小旅行の秘かな楽しみ



妻に、夜勤だからと嘘をついて、実は有給休暇を取って小旅行に行ったことがある。


誰と?


愛人と?


いや、実は1人で行った。


どこへ?


遠くへ?


いや、自分の住んでいる町のビジネスホテルに一泊した。


笑っちゃいけない。

私は何年かに一度、とても1人になりたくなり、こうしてビジネスホテルに一泊することがある。


大抵は妻も承知しているのだが、その時は妻に言わずに行った。その方が秘密の匂いがして、なんとなく面白い。


夕方ホテルに入り、まず風呂に入る。

さっぱりしたところで、街に行く。


どこに行くかというと、居酒屋である。

その日はなるべく非日常の気分を味わおうと、入ったことのない、見知らぬ居酒屋に入ってみた。


店内は空いていて、ホールには女の子が1人。

私は何を考えるでもなく、何をするでもなく、ただぼんやり1人で酒を飲む。

こういう普段の生活から切り離されたような時間が、とてつもなく重要なのだ。


ふと壁を見ると、アルバイト募集の広告があった。


高卒以上。週2日より。
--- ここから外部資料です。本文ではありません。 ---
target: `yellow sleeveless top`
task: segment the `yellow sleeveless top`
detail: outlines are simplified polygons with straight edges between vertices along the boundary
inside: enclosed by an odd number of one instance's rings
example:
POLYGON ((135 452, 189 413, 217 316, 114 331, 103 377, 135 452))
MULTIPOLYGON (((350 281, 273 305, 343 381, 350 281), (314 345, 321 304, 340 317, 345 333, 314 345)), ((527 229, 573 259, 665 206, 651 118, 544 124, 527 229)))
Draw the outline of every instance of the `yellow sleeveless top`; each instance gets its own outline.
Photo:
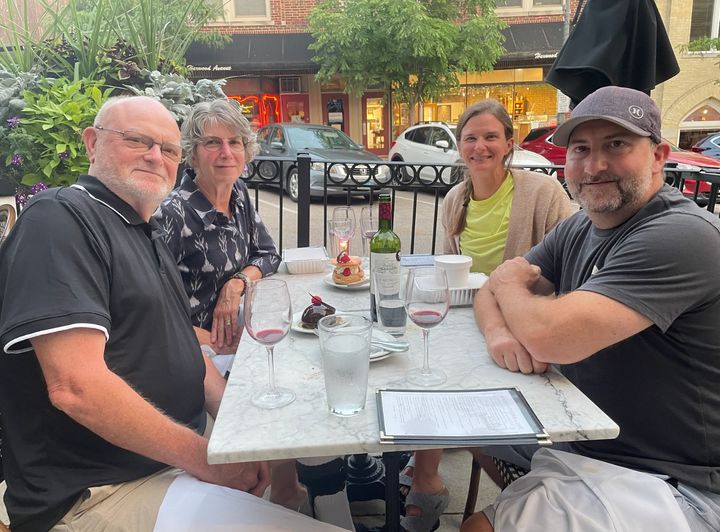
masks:
POLYGON ((470 271, 489 274, 502 262, 514 188, 508 172, 495 194, 483 200, 470 199, 465 229, 460 233, 460 252, 473 260, 470 271))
詳細面談。

大体そんな事が書かれていたと思う。

ということは、ホールで働いている女の子も、当然高校を卒業しているのだろう。


その頃、私の1人息子は高等専門学校を退学し、スーパーでアルバイトしていた。

こうして見てみると、息子は居酒屋でバイトする資格もないことになる。


彼はどうするつもりなのだろうと、私は少しだけ心配になる。


そんなことをぼんやり思いながら酒を飲み、ほどほどのところで切り上げて街を歩く。


ラーメン屋があったので入ってみた。

博多トンコツの店だった。

なかなかうまかったが、もう、若い時のようには食べられず、少し残してしまった。


ホテルの部屋に戻ると、ベッドに横になり、酔いが全身を包むのを楽しんでいた。


テレビはあったがつけない。


子供の頃から小説家になるのが夢だった。

しかしとうとう果たせなかったな、などと横になりながら考える。

私が本当に作家を諦めたのは、この時だったような気がする。


そうして息子に想いをはせる。

仰向けになりながら、私の息子だから、やっぱり遺伝なのかな、などとぼんやり考える。

私も、高校を退学した経験があった。


いつの間にか意識が遠のいていく。


やがて朝を迎える。


1人を楽しむ夢のような時間を終えて、私はバスで日常へ戻っていく。


何年かに一度の、私の秘かなストレス解消法である。